Look for businesses with good returns on equity. Don't fall into a peak earnings trap. Pick up tricks along the way, such as this tip for comparing the intrinsic value of two stocks.
Basically, just take advantage of tax shelters like your 401(k) plan, invest as much as you can, get free matching money, and let time and compounding do the rest. Control your expenses so you aren't paying a lot to banks and brokerage firms. It's really not very hard, to paraphrase one of my favorite investors.
Monday April 30, 2012
A few moments ago, I posted about the massive dividend tax increase Americans face next year, with dividend tax rates jumping from 15% to 43.4% plus state income taxes, depending on where you live. It doesn't stop there. When the clock strikes midnight at the end of this year, Americans will face what the news media is rightfully calling Taxmageddon. It is a staggering increase in taxes across the board, many of which will fall squarely on the poor and middle class.

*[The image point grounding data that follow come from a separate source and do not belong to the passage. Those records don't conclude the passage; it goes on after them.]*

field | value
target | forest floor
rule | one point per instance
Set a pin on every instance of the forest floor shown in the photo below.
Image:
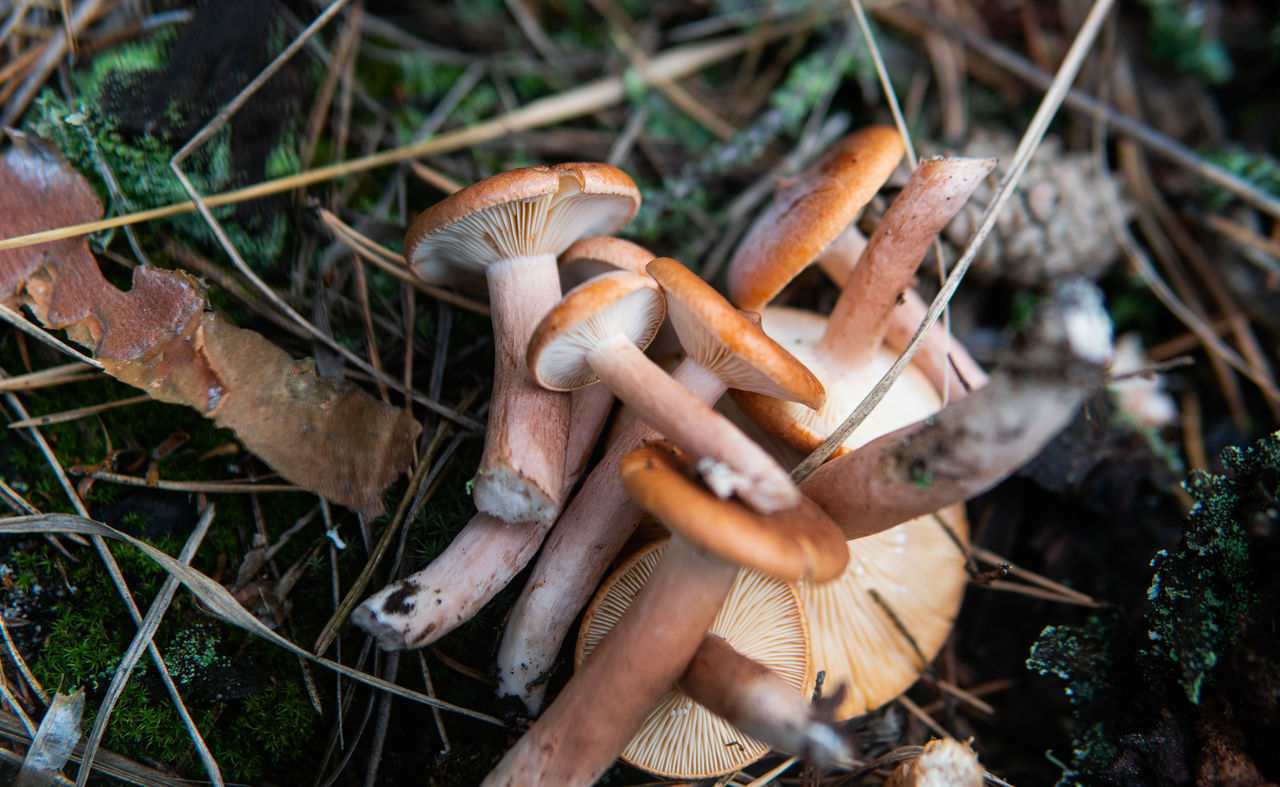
(1157, 179)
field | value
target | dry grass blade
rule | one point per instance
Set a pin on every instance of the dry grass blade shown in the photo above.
(108, 763)
(45, 378)
(1031, 576)
(191, 486)
(122, 588)
(80, 412)
(1156, 142)
(44, 337)
(218, 600)
(590, 97)
(150, 623)
(1025, 149)
(393, 264)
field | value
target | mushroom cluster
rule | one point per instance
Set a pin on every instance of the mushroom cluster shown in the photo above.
(864, 558)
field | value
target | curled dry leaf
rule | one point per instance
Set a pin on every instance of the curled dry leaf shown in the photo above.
(323, 435)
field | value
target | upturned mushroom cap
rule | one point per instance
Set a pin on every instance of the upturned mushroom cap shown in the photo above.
(535, 210)
(791, 544)
(609, 305)
(722, 339)
(809, 211)
(762, 620)
(599, 255)
(913, 396)
(913, 570)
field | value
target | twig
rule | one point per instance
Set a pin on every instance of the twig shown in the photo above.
(1025, 149)
(1156, 142)
(543, 111)
(80, 412)
(48, 378)
(206, 486)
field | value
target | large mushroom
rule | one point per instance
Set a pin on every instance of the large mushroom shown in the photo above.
(580, 733)
(488, 552)
(725, 349)
(745, 691)
(512, 227)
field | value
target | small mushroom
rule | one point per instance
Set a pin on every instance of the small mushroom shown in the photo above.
(809, 211)
(512, 227)
(728, 351)
(598, 333)
(846, 349)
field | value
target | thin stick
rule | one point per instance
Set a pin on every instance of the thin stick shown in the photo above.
(48, 378)
(22, 664)
(768, 776)
(206, 486)
(986, 556)
(575, 103)
(80, 412)
(44, 337)
(1077, 100)
(928, 721)
(122, 588)
(1025, 149)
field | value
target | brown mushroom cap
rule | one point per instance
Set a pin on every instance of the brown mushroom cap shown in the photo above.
(602, 254)
(913, 396)
(918, 572)
(762, 618)
(725, 341)
(809, 211)
(609, 305)
(534, 210)
(790, 544)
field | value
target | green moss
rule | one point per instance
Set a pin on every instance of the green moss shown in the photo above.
(1178, 36)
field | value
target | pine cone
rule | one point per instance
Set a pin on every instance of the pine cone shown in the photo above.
(1055, 224)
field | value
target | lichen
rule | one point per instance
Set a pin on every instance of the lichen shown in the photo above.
(1138, 683)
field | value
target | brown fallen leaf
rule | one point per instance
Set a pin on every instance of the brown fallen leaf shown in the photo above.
(327, 437)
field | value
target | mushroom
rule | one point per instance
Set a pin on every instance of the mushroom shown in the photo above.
(598, 333)
(752, 675)
(846, 349)
(580, 733)
(942, 763)
(480, 559)
(956, 453)
(512, 227)
(600, 517)
(809, 211)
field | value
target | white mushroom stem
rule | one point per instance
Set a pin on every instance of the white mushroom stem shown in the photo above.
(521, 472)
(935, 192)
(607, 699)
(584, 541)
(945, 362)
(973, 444)
(480, 559)
(728, 461)
(758, 701)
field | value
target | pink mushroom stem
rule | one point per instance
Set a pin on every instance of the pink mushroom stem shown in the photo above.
(931, 197)
(728, 460)
(480, 559)
(524, 457)
(758, 701)
(946, 362)
(588, 536)
(576, 740)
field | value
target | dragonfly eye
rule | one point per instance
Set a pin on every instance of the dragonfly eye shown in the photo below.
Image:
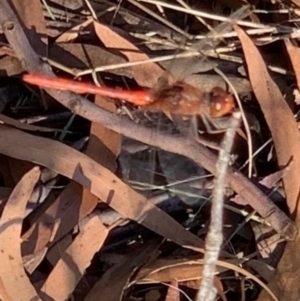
(221, 103)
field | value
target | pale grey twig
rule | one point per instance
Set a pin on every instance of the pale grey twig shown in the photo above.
(213, 242)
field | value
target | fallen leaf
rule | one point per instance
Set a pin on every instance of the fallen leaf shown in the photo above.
(35, 27)
(76, 258)
(286, 139)
(11, 268)
(74, 32)
(113, 283)
(145, 74)
(173, 293)
(100, 181)
(277, 113)
(294, 54)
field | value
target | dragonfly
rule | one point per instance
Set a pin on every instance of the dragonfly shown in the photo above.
(169, 96)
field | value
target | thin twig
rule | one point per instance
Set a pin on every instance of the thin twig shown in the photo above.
(176, 144)
(214, 238)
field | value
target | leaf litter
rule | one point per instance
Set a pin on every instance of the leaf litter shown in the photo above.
(65, 247)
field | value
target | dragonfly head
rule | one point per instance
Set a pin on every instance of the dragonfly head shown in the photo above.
(221, 103)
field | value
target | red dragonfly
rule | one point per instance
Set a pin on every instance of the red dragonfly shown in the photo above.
(177, 97)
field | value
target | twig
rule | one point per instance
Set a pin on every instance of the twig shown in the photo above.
(176, 144)
(214, 238)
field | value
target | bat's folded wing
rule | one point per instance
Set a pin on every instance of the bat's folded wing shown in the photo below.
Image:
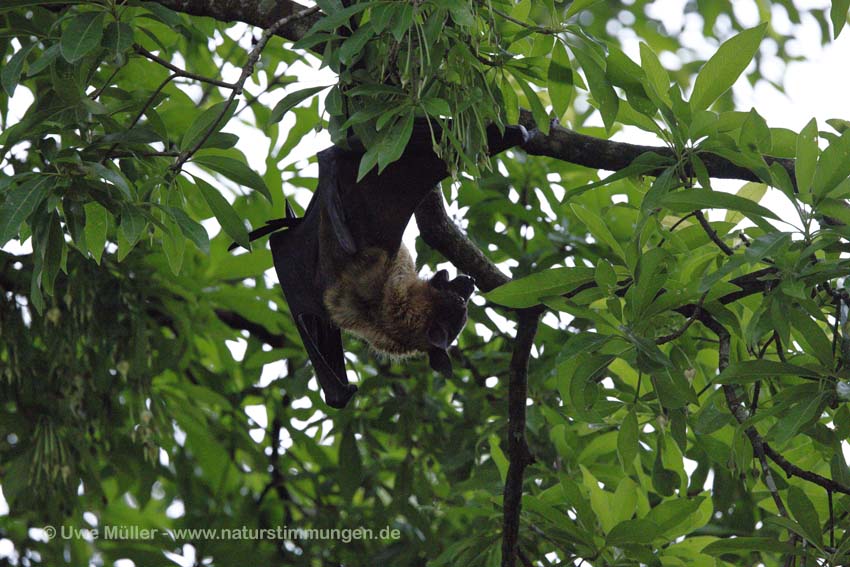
(295, 253)
(324, 346)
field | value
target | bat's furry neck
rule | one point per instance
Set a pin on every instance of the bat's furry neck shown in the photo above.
(381, 299)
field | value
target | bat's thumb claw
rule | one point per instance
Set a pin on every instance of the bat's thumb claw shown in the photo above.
(339, 397)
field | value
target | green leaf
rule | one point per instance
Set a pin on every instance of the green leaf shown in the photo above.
(353, 46)
(498, 456)
(118, 37)
(132, 224)
(805, 514)
(747, 371)
(597, 228)
(224, 213)
(600, 87)
(174, 245)
(113, 177)
(638, 531)
(693, 199)
(191, 229)
(14, 4)
(811, 335)
(745, 546)
(833, 166)
(218, 114)
(350, 464)
(292, 100)
(627, 440)
(11, 72)
(20, 202)
(81, 36)
(751, 191)
(577, 6)
(799, 416)
(560, 83)
(235, 170)
(656, 74)
(724, 67)
(527, 291)
(838, 15)
(755, 134)
(97, 223)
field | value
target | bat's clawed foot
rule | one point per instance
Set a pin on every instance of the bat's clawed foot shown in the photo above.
(463, 286)
(339, 396)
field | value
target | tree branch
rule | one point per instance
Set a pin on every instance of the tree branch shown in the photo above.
(236, 321)
(596, 153)
(741, 414)
(260, 14)
(440, 233)
(518, 452)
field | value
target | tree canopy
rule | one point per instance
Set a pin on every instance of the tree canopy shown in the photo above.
(653, 372)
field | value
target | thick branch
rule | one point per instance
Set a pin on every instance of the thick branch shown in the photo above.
(741, 414)
(519, 454)
(597, 153)
(260, 14)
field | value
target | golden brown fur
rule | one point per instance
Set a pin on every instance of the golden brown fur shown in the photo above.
(382, 300)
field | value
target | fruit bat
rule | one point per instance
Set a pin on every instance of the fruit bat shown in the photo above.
(343, 264)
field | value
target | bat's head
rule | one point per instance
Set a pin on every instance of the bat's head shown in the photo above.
(449, 317)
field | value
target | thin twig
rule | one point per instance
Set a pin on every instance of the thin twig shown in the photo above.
(236, 89)
(532, 27)
(681, 331)
(141, 112)
(181, 72)
(712, 234)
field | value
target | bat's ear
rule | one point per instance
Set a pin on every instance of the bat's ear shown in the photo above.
(440, 279)
(463, 286)
(438, 354)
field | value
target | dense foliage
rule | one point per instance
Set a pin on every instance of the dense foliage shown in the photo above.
(689, 381)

- Personal payroll taxes will increase, with the typical American family paying at least $1,000 in cash more to the IRS
- Personal income tax brackets will increase, with the top tax rate going to 39.6%
- Estate taxes will go from the current 0% rate to 55%
- The Alternative Minimum Tax (AMT) patch that kept middle class families from paying higher taxes meant to be paid by the rich
- The 100% business tax expensing depreciation tax rule, that rewards small businesses for taking risk and investing in expansion now to help the recovery
- There will be a new 3.8% tax on your investment income to pay for the health care reform law
The situation is so bad, that the chief economist for Moody's believes that it will result in at least 3% drag on GDP, cutting severely into the economic recovery and job creation. Once again, the people who will be able to sidestep most of the tax increases will be those who can hire expensive lawyers and accountants to shelter their income. For investors who want to live off their income investing portfolio, it would be an unmitigated disaster.
Monday April 30, 2012
You read that correctly. It is possible that you might have to part with a staggering 43.4% of your personal dividend income beginning on 2013 because Congress continues to spend money it doesn't have to pay for services the American people don't want. This is one of the reasons that, as we discussed a few minutes ago, Wall Street is having a dividend party. Companies are distributing cash while they can. The whole thing is asinine. Who would risk a recovery by allowing one of the biggest tax increases in American history to happen?
To learn more about how the math works, and how big your bill might be, read Dividend Tax Rates Might Increase from 15% to 43.4% on January 1st, 2013.
Monday April 30, 2012
Over the past few years, corporate America has generated trillions of dollars in excess cash and parked that money in the bank (or, at the very least, Treasury bonds and other cash equivalents). Companies ranging from technology giants to conglomerates have hoarded their liquidity, terrified of a repeat of the Great Recession of 2008.
Lately, it seems like every Board of Directors on Wall Street has finally decided to finally release some of the coins that have been piling up in the treasury. How are they doing it? By announcing large dividend increases. Johnson & Johnson announced its 50th consecutive annual dividend increase, bumping the payout to investors by 7%. ExxonMobil recently announced a staggering quarterly dividend increase of 21%, making for a rich payday if you happen to hold a considerable amount of the oil and natural gas giant's shares. Chevron announced an 11% rise in its dividend. IBM raised its quarterly dividend by 13%. The list goes on and on ... it is a dividend party and stockholders who were buying during the crash that reached a bottom in March of 2009 are reaping the benefits.
If your focus is on passive income with a specialty in dividend stocks, the first four months of the year have been off to a great start.